C'est malheureux parce que les os de l'histoire de Corirossi font un point de départ ingénieux. « The Napa Boys » est positionné comme le quatrième épisode d'une franchise de longue durée (la carte de titre confirme comme telle, se révélant officiellement comme « The Napa Boys 4: The Sommelier's Alulet ».) L'humour vient du fait que nous n'avons jamais rencontré aucun de ces personnages auparavant et qui devraient pourtant avoir acheté dans leurs histoires, leurs luttes et nos relations. Il y a ici des commentaires intelligents sur certains des «devoirs» que les plus grandes franchises IP font que leurs téléspectateurs doivent consommer pour rester à jour; « The Napa Boys » double tout en les jetant dans le fond d'une franchise qui n'a jamais existé avant cet épisode.
Il est évident que le film usurpe non seulement le cinéma de franchise Hollywood, dans la même veine de comédies comme «Wet Hot American Summer», et les Alt-Comediens que Corirossi a enrôlés ici sont en phase avec la longueur d'onde faddish du film. Les garçons titulaires (Armen Weitzman, Corirossi, Nelson Franklin et Jamar voisins) ainsi qu'un nouveau venu, Puck (Sarah Ramos) ont une chimie sans effort qui a l'impression qu'ils se connaissaient vraiment pendant des années et que je trouvais même les moments où ils parlaient de la manière dont je ne comprenais pas les autres.
Je pourrais essayer d'expliquer les contours de l'intrigue, mais encore une fois, la prémisse même de l'histoire de Corirossi remet en question l'importance d'un film même en ayant besoin; C'est presque comme si lui et son équipage essayaient de voir combien de temps ils peuvent garder une histoire sans cohérence. Les garçons de Napa s'unissent pour aider leur ami et vignoble Mitch (Mike Mitchell) à gagner quelque chose appelé la compétition «The Greatest Grape», mais découvrez qu'il y a des forces plus mystérieuses en jeu en raison d'une entité connue sous le nom de «sommelier». Rien n'est expliqué, et des informations et des blagues vous sont lancées à une vitesse vertigineuse (les fans de tout, de «latéralement» à la «mégalopole» en passant par «les Fabelmans» ressentiront une justification ici). Pendant tout ce temps, le directeur de la photographie Markus Mentzer utilise un mélange de zooms de crash et de gros plans choquants pour donner le sentiment que nous devrions tous trouver cela drôle.

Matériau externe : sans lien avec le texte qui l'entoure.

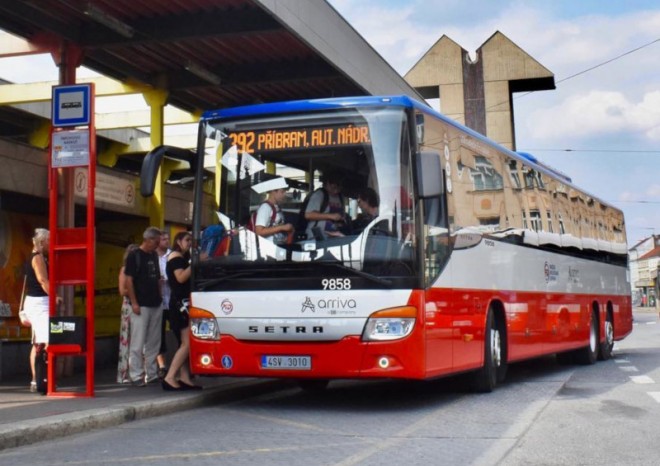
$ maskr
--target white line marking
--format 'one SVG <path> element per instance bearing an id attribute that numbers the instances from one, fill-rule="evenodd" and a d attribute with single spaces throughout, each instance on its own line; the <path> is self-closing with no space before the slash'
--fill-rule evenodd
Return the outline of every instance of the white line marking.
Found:
<path id="1" fill-rule="evenodd" d="M 619 366 L 619 369 L 624 372 L 639 372 L 635 366 Z"/>
<path id="2" fill-rule="evenodd" d="M 648 375 L 631 375 L 630 380 L 632 380 L 635 383 L 655 383 L 655 381 L 649 377 Z"/>

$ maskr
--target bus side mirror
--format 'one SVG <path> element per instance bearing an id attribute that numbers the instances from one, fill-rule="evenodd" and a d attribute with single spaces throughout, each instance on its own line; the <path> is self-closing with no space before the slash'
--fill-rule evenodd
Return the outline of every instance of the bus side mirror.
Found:
<path id="1" fill-rule="evenodd" d="M 154 195 L 156 187 L 156 177 L 158 176 L 158 169 L 163 161 L 163 157 L 167 155 L 173 159 L 183 160 L 190 163 L 190 167 L 195 171 L 195 154 L 188 149 L 182 149 L 174 146 L 158 146 L 142 160 L 142 168 L 140 169 L 140 194 L 143 197 L 151 197 Z"/>
<path id="2" fill-rule="evenodd" d="M 417 193 L 420 199 L 444 193 L 440 154 L 424 151 L 417 154 Z"/>

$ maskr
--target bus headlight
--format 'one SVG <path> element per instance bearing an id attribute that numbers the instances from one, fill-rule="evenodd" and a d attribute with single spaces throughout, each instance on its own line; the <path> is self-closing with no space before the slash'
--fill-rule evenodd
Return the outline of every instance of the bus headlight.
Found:
<path id="1" fill-rule="evenodd" d="M 383 341 L 407 337 L 413 331 L 416 319 L 417 309 L 412 306 L 374 312 L 364 326 L 362 340 Z"/>
<path id="2" fill-rule="evenodd" d="M 218 319 L 212 313 L 195 307 L 191 307 L 189 313 L 190 333 L 193 337 L 200 340 L 220 339 Z"/>

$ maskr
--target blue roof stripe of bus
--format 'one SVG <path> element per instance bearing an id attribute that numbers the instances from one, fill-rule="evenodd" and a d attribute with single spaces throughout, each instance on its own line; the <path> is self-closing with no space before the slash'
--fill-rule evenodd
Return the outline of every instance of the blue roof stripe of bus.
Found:
<path id="1" fill-rule="evenodd" d="M 288 102 L 273 102 L 267 104 L 255 104 L 255 105 L 246 105 L 243 107 L 233 107 L 222 110 L 212 110 L 207 111 L 202 114 L 201 120 L 218 120 L 218 119 L 229 119 L 229 118 L 245 118 L 251 116 L 264 116 L 264 115 L 282 115 L 287 113 L 304 113 L 304 112 L 314 112 L 314 111 L 327 111 L 327 110 L 339 110 L 342 108 L 360 108 L 360 107 L 406 107 L 414 108 L 423 113 L 432 115 L 443 122 L 458 128 L 459 130 L 467 133 L 471 137 L 479 140 L 480 142 L 493 147 L 499 151 L 506 153 L 509 157 L 518 160 L 520 162 L 526 163 L 528 165 L 533 165 L 534 168 L 538 171 L 545 173 L 546 175 L 551 176 L 552 178 L 557 178 L 563 183 L 574 187 L 575 189 L 581 191 L 582 193 L 592 197 L 595 200 L 598 200 L 603 205 L 613 207 L 618 210 L 616 207 L 612 206 L 610 203 L 601 200 L 600 198 L 587 193 L 582 188 L 575 186 L 572 180 L 559 171 L 553 170 L 552 168 L 544 165 L 541 161 L 537 160 L 531 154 L 525 152 L 514 152 L 506 147 L 500 146 L 495 141 L 488 139 L 483 134 L 477 133 L 476 131 L 461 125 L 460 123 L 444 116 L 442 113 L 432 109 L 428 105 L 419 102 L 418 100 L 412 99 L 405 95 L 398 96 L 359 96 L 359 97 L 333 97 L 329 99 L 313 99 L 313 100 L 292 100 Z"/>

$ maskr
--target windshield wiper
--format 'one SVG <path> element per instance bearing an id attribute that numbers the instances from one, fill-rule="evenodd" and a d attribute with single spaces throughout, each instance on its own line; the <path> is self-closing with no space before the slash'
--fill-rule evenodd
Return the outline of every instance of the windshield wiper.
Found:
<path id="1" fill-rule="evenodd" d="M 354 268 L 348 267 L 347 265 L 341 264 L 339 262 L 320 262 L 319 261 L 319 262 L 315 262 L 315 264 L 323 265 L 323 266 L 326 266 L 326 267 L 328 267 L 328 266 L 336 267 L 336 268 L 339 268 L 341 270 L 346 270 L 347 272 L 354 273 L 355 275 L 358 275 L 362 278 L 366 278 L 367 280 L 370 280 L 370 281 L 372 281 L 374 283 L 377 283 L 379 285 L 385 285 L 385 286 L 388 286 L 388 287 L 392 288 L 392 281 L 391 280 L 381 278 L 381 277 L 379 277 L 377 275 L 373 275 L 371 273 L 363 272 L 362 270 L 356 270 Z"/>
<path id="2" fill-rule="evenodd" d="M 245 272 L 231 273 L 229 275 L 225 275 L 223 277 L 218 277 L 218 278 L 212 278 L 212 279 L 207 280 L 207 281 L 201 281 L 200 280 L 199 288 L 201 290 L 205 290 L 207 288 L 218 285 L 219 283 L 225 282 L 227 280 L 232 280 L 234 278 L 242 277 L 244 275 L 254 275 L 256 272 L 258 272 L 258 270 L 249 270 L 249 271 L 245 271 Z"/>

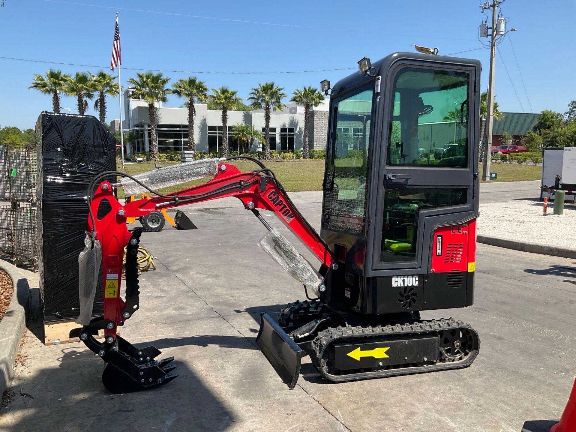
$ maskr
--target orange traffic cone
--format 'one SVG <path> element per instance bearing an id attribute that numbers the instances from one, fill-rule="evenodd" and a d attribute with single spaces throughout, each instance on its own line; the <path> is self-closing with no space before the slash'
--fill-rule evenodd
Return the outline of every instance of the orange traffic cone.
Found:
<path id="1" fill-rule="evenodd" d="M 576 432 L 576 380 L 560 422 L 551 427 L 550 432 Z"/>

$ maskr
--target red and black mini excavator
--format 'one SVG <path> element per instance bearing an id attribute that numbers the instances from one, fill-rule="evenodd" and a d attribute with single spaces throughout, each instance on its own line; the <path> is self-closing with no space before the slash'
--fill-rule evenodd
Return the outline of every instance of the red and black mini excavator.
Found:
<path id="1" fill-rule="evenodd" d="M 365 58 L 359 66 L 331 88 L 321 83 L 330 102 L 319 234 L 274 173 L 249 157 L 204 159 L 134 177 L 108 172 L 93 179 L 89 235 L 79 257 L 78 322 L 84 325 L 80 339 L 105 362 L 109 391 L 147 389 L 177 376 L 173 358 L 157 360 L 156 348 L 136 348 L 116 332 L 139 306 L 141 232 L 128 231 L 126 218 L 228 196 L 260 219 L 267 230 L 260 247 L 304 286 L 308 300 L 287 305 L 277 321 L 262 314 L 256 339 L 290 388 L 306 355 L 332 381 L 472 362 L 480 342 L 469 325 L 420 319 L 420 312 L 473 301 L 480 63 L 400 52 L 374 63 Z M 231 162 L 241 158 L 255 169 L 240 172 Z M 122 178 L 103 181 L 111 175 Z M 213 178 L 178 192 L 155 191 L 208 176 Z M 154 196 L 122 205 L 113 194 L 118 187 L 127 196 Z M 262 210 L 300 238 L 320 262 L 319 270 L 270 226 Z M 91 319 L 101 264 L 104 317 Z M 100 329 L 101 343 L 93 336 Z"/>

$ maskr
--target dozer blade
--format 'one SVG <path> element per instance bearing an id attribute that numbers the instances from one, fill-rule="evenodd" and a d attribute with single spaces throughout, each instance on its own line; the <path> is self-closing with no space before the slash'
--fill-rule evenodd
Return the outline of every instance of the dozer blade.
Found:
<path id="1" fill-rule="evenodd" d="M 300 362 L 306 353 L 267 313 L 260 318 L 256 342 L 276 373 L 291 390 L 300 375 Z"/>

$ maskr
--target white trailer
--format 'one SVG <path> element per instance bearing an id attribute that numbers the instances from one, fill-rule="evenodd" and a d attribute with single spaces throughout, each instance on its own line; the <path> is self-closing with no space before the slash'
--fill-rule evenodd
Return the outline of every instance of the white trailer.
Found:
<path id="1" fill-rule="evenodd" d="M 552 198 L 557 190 L 576 202 L 576 147 L 547 147 L 542 154 L 540 200 Z"/>

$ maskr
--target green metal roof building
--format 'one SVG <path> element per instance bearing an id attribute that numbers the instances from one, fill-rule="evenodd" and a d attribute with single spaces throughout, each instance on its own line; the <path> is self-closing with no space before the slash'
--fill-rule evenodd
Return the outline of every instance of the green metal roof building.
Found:
<path id="1" fill-rule="evenodd" d="M 532 130 L 538 121 L 538 114 L 524 112 L 505 112 L 504 118 L 494 120 L 492 135 L 501 135 L 505 132 L 510 135 L 524 137 Z M 492 143 L 494 141 L 492 140 Z"/>

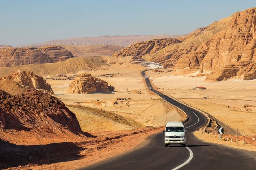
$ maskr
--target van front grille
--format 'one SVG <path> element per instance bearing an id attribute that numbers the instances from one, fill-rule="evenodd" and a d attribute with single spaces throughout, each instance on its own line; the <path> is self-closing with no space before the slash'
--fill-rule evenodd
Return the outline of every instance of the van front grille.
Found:
<path id="1" fill-rule="evenodd" d="M 180 138 L 180 136 L 169 136 L 169 138 Z"/>

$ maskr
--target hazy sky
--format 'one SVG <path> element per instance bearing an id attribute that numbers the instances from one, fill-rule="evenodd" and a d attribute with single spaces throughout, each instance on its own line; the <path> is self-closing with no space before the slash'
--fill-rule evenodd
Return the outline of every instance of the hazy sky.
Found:
<path id="1" fill-rule="evenodd" d="M 105 35 L 187 34 L 255 6 L 255 0 L 0 0 L 0 45 Z"/>

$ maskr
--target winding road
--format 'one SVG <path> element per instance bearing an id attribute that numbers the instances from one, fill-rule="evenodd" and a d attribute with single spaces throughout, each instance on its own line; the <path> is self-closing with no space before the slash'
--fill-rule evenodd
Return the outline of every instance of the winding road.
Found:
<path id="1" fill-rule="evenodd" d="M 256 170 L 256 152 L 202 141 L 193 132 L 207 123 L 202 113 L 154 89 L 145 72 L 141 74 L 148 87 L 167 102 L 185 112 L 187 147 L 165 147 L 164 133 L 149 136 L 143 147 L 82 169 L 86 170 Z M 150 88 L 151 87 L 151 88 Z"/>

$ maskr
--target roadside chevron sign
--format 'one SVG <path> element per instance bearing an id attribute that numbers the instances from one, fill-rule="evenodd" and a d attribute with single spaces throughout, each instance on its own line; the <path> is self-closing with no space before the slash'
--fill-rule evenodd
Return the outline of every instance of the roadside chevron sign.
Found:
<path id="1" fill-rule="evenodd" d="M 220 127 L 218 130 L 218 133 L 219 134 L 224 134 L 224 128 L 222 127 Z"/>

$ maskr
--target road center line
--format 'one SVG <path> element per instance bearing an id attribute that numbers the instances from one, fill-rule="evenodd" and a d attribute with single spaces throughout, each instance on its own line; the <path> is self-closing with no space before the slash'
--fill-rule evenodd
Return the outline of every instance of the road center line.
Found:
<path id="1" fill-rule="evenodd" d="M 188 159 L 187 161 L 186 161 L 185 162 L 184 162 L 181 165 L 179 165 L 177 167 L 174 168 L 172 170 L 178 170 L 179 168 L 180 168 L 182 167 L 182 166 L 184 166 L 184 165 L 189 163 L 189 162 L 191 161 L 191 159 L 192 159 L 192 158 L 193 158 L 193 152 L 192 151 L 191 149 L 190 149 L 188 147 L 186 147 L 186 148 L 187 148 L 189 151 L 189 159 Z"/>

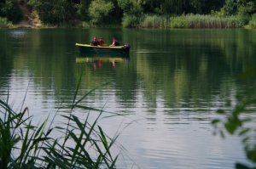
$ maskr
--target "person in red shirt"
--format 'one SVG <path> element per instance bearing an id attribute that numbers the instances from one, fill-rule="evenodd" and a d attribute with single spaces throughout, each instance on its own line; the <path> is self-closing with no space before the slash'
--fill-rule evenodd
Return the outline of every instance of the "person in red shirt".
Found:
<path id="1" fill-rule="evenodd" d="M 104 41 L 103 41 L 102 37 L 99 38 L 99 40 L 98 40 L 98 45 L 100 45 L 100 46 L 103 46 L 104 45 Z"/>
<path id="2" fill-rule="evenodd" d="M 111 45 L 109 45 L 110 47 L 116 47 L 116 46 L 120 45 L 119 42 L 118 42 L 118 40 L 115 37 L 113 37 L 112 41 L 113 41 L 113 42 L 112 42 Z"/>

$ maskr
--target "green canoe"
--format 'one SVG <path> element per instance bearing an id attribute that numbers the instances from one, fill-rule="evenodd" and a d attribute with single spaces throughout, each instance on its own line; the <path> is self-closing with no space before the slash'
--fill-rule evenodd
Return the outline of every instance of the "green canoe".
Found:
<path id="1" fill-rule="evenodd" d="M 90 44 L 76 43 L 80 54 L 128 54 L 130 45 L 108 47 L 108 46 L 91 46 Z"/>

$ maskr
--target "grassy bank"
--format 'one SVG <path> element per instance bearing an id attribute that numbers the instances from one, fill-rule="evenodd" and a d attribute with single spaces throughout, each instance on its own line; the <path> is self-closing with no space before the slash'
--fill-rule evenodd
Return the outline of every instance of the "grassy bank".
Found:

C'est moins un film, plus un smorgasbord de wisecracks insulaires soutenus par l'humour grossier et les cris à gorge à part entière. Ce que «The Napa Boys» a pour cela, c'est que, en le regardant, vous vous souvenez probablement de la finitude de la vie. Alors que le procès-verbal stimule, il vous galvanisera probablement pour rechercher de meilleurs films et vous aidera à réaliser que votre temps limité est trop précieux pour gaspiller des projets comme celui-ci.